Court opens DOF bankruptcy proceedings

Hordaland district court resolved last week to start bankruptcy proceedings in debt-laden Norwegian offshore vessel owner DOF, which will see the company’s share capital lost and no value left to its shareholders.

The move follows DOF creditors’ request after its board of directors failed to secure the majority of shareholders to support the latest restructuring plan which would have given the current owners 3.75% of the shares in the company.

The DOF Group has approximately NOK25bn ($2.5bn) in debt on which, for the most part, neither interest nor instalments have been paid for more than two years.

The administrator of the bankruptcy estate and DOF’s lenders have entered into an agreement facilitating that the other companies in the Group will remain unaffected by the bankruptcy in DOF ASA.

“Such alternative implementation of the agreed financial restructuring has been structured to avoid any interruption to the ongoing operations of the Group and to avoid losses for the Group’s customers, suppliers and other trade creditors.

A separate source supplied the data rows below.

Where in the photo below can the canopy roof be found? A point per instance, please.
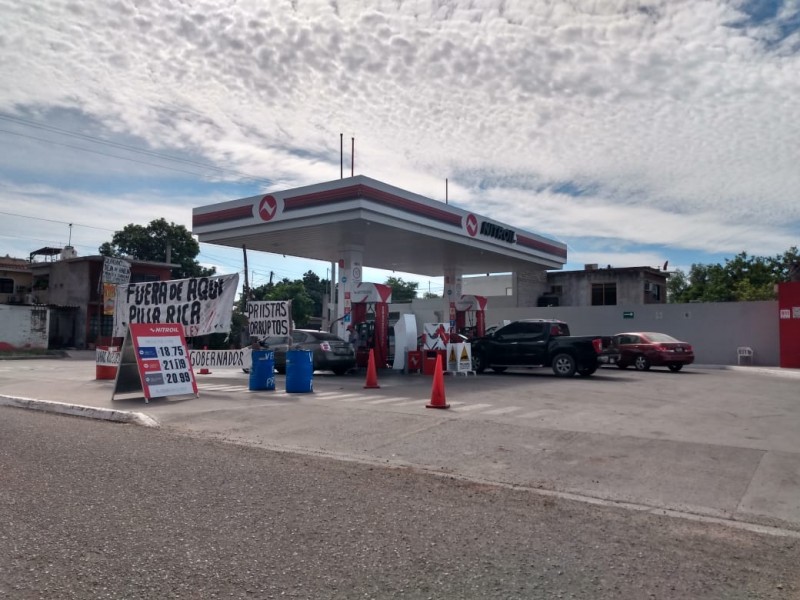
(395, 229)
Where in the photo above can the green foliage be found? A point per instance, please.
(402, 291)
(150, 243)
(741, 279)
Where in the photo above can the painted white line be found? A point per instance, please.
(223, 388)
(469, 407)
(387, 400)
(503, 411)
(79, 410)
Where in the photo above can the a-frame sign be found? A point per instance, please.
(155, 362)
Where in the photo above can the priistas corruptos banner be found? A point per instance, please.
(201, 304)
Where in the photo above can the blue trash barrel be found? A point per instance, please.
(262, 373)
(299, 371)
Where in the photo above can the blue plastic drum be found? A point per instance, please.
(262, 373)
(299, 371)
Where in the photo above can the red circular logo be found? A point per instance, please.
(268, 208)
(472, 225)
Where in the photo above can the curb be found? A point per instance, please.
(79, 410)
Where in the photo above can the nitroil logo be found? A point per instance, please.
(498, 233)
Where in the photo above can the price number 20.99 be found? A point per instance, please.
(178, 377)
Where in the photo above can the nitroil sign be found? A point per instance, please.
(498, 233)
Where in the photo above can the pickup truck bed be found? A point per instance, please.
(542, 343)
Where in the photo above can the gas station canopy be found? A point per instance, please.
(395, 229)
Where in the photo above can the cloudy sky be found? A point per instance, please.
(635, 132)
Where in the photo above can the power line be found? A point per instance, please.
(55, 221)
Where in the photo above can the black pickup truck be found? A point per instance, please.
(542, 343)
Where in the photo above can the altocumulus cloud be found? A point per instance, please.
(668, 120)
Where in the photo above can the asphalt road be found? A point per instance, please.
(91, 509)
(711, 442)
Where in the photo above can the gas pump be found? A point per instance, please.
(471, 316)
(369, 315)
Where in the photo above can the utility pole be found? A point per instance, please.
(246, 281)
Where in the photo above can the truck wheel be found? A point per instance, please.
(564, 365)
(478, 363)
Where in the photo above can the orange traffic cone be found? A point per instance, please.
(437, 391)
(372, 373)
(204, 370)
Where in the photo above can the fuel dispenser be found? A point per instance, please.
(471, 316)
(369, 316)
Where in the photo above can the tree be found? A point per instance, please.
(741, 279)
(156, 242)
(402, 291)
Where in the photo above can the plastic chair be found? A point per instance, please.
(744, 353)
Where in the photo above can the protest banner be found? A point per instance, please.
(116, 271)
(220, 359)
(269, 318)
(202, 305)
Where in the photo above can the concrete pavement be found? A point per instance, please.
(712, 443)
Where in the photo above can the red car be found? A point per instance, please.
(648, 349)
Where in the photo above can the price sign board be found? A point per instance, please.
(155, 362)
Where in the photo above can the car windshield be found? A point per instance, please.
(660, 337)
(275, 340)
(324, 336)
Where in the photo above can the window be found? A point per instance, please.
(604, 294)
(521, 330)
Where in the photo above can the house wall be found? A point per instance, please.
(23, 327)
(715, 330)
(22, 285)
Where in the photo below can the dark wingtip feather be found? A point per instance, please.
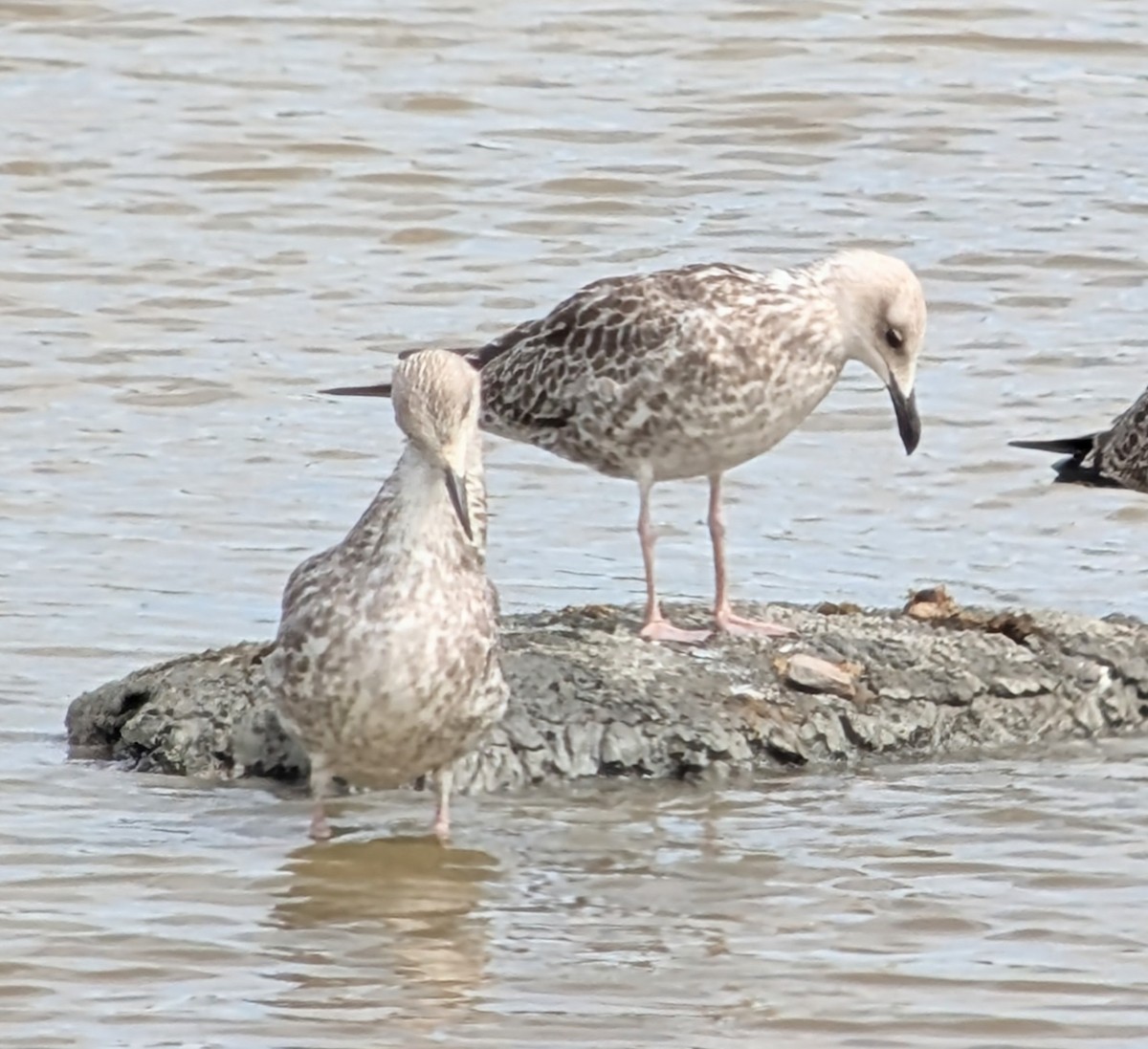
(1060, 447)
(1071, 470)
(380, 389)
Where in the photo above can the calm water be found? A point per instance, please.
(210, 210)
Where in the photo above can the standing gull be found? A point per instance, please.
(689, 372)
(1113, 458)
(386, 661)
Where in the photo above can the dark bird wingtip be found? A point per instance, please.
(380, 389)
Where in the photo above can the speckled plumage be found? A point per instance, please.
(690, 372)
(1113, 458)
(386, 659)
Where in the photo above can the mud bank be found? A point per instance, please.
(590, 699)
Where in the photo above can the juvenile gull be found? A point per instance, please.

Consequently, no other creditors than the financial creditors, nor any of the employees of the Group, are to be affected by such alternative implementation of the financial restructuring,” DOF said in a regulatory filing on Thursday.

DOF was founded in 1981 by Helge Møgster, who is also the largest shareholder. The Austevoll-headquartered company has a fleet of nearly 60 OSVs, and owns around 70 remotely operated vehicles (ROVs).